Levels of Conflicts

Conflicts are an inseparable part of life and we cannot escape their constructive or destructive effects on us. That’s why it is important for us to know how to deal with conflicts affecting us at our work and home environments.

The art of managing a conflict lies not in avoiding them but steering them towards a positive outcome, depending on the phase the conflict has escalated to.

At work, if a conflict between team members is resolved in time, it leads to enhanced cooperation and creativity in finding a solution, forming close relationships, fostering a sense of justice, increased energy and motivation or even stronger trust in each other.

A conflict that is managed and resolved to the satisfaction of every involved individual offers quite a few advantages. However, on the other hand, leaving a conflict unresolved can adversely affect everyone involved.

While there are many ways to deal with a conflict, Speed Leas, consultant and author, presented a model which is quite unique. According to him, a conflict can be classified into five levels. Determining the level of the conflict can guide us towards finding the best solution. Let’s look at how to classify and resolve a conflict based on the model presented by Speed Leas.

Level 1 – A problem to solve

A conflict can be classified as Level 1 if it is arising out of disagreement in goals, values and needs. Individuals involved in a Level 1 conflict usually have differing views and suggestions. However, resolving a Level 1 conflict does not require much effort. Using constructive language, focusing on facts and rational arguments instead of subjective feelings helps.  Using statements such as “Now I see your point, but I still prefer another solution” brings about positivity in the process of resolution. With a Level 1 conflict, we must take care to not allow it to escalate to the next level.

Level 2 – Disagreement

Disagreements are a part of life and are to be expected. Individuals involved in disagreement are often guided by their feelings, not facts. So, on most occasions, their focus is on defending their stand instead of finding a solution to the disagreement by trying to understand the perspective of the other individual. Understanding the viewpoint of the other party is the key to deescalating and diffusing any disagreement. A Level 2 conflict can easily escalate to the next one if the parties to the conflict indulge in generalisations, criticism or try to force their own perspectives.

Level 3 – Contest

In a Level 3 conflict, the involved individuals indulge in personal attacks and seek allies. They form support groups with the aim of defeating their rivals, but do not think about resolving the conflict. A Level 3 conflict is a mixture of antagonistic feelings, “win-lose” solutions, gossips, and harboring personal grudges. At workplace, a Level 3 conflict can cause the team to split into groups, which can adversely the project they are working on. Focusing on the problem and cooling emotions helps in controlling and resolving a Level 3 conflict. A mediator, team leader or someone from outside the team can deescalate the situation by balancing the emotions of the team members and addressing the root cause of the dispute.

Level 4 – Fight

When a conflict reaches Level 4, the focus of the involved individuals shifts from “winning” to “destroying” the other party. The conflict becomes ideological and the parties want to pull down their rivals at all cost. Solving the problem is no longer the consideration. In a Level 4 conflict, addressing the emotions and the root cause of the problem might not be sufficient. The mediator should work with each member of the team, reinforcing rules of non-violent communication and space where mutual consent might be reached. Finding such spaces and relying on the goodwill of individuals will slowly deescalate the conflict.

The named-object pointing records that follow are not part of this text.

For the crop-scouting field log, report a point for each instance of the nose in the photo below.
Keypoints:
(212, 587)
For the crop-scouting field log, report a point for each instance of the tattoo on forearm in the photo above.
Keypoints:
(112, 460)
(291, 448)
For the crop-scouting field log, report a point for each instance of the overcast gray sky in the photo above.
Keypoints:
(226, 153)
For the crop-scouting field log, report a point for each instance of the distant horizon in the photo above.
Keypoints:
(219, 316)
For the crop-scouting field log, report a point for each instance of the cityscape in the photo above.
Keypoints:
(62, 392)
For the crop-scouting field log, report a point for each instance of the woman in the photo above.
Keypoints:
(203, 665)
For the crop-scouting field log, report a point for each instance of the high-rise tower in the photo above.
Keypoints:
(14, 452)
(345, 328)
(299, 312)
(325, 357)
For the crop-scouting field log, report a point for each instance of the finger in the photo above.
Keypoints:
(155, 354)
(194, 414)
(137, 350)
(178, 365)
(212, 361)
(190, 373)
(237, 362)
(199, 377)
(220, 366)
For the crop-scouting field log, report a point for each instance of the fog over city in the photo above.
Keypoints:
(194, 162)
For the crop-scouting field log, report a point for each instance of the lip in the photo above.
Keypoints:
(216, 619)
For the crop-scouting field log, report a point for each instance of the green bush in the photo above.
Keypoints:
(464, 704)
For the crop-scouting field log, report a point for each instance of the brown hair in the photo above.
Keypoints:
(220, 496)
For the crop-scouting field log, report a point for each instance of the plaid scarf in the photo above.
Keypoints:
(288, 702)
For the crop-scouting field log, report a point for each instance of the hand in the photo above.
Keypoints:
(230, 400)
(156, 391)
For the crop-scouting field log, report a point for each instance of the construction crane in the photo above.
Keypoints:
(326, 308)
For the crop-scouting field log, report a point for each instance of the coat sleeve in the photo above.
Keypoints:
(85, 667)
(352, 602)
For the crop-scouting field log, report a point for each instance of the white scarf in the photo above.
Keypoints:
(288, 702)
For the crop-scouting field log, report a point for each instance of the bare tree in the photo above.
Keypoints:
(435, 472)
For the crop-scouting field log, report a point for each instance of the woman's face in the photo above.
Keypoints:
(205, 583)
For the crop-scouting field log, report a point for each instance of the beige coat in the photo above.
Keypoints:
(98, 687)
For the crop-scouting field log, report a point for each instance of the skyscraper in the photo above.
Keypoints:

Level 5 – Intractable situations

In a conflict which reaches Level 5, tension and negative emotions are so strong that they repel the chances of finding any reasonable solution. This makes the conflict seem unmanageable. The parties involved don’t cooperate or interact any longer; however, they don’t harm each other. In a work setting, a Level 5 conflict may not only affect individuals but also a part, if not the entire organization. Therefore, sometimes, there might arise the need to cut off some relationships and lay off the most inflexible parties to the conflict.

At Aspire, Poland, the team leads are trained and equipped with soft skills which enable them to manage conflicts as well as ensure that their team members engage in respectful communication practices. Resolving any conflict is given priority by the team lead. Listening to the concerns of the team members, observing their interactions and the atmosphere, one-to-one meetings create the possibility of understanding the reasons for the conflict and personalities of the team members. In case intervention of an external advisor is needed, the HR team is always ready to take part in the mediation process.

Conflicts escalate and deescalate. Managing a conflict begins with understanding at which level a conflict is placed and deescalating it through communication, focusing on the problem, and addressing emotions. Up to the second level, where emotions are manageable, it’s best to focus on the problem and the facts, but after a conflict escalates beyond the third level, it’s advisable to call in a mediator to tone down the emotions and tensions. Remember, the higher the level of conflict, the tougher it becomes to resolve successfully.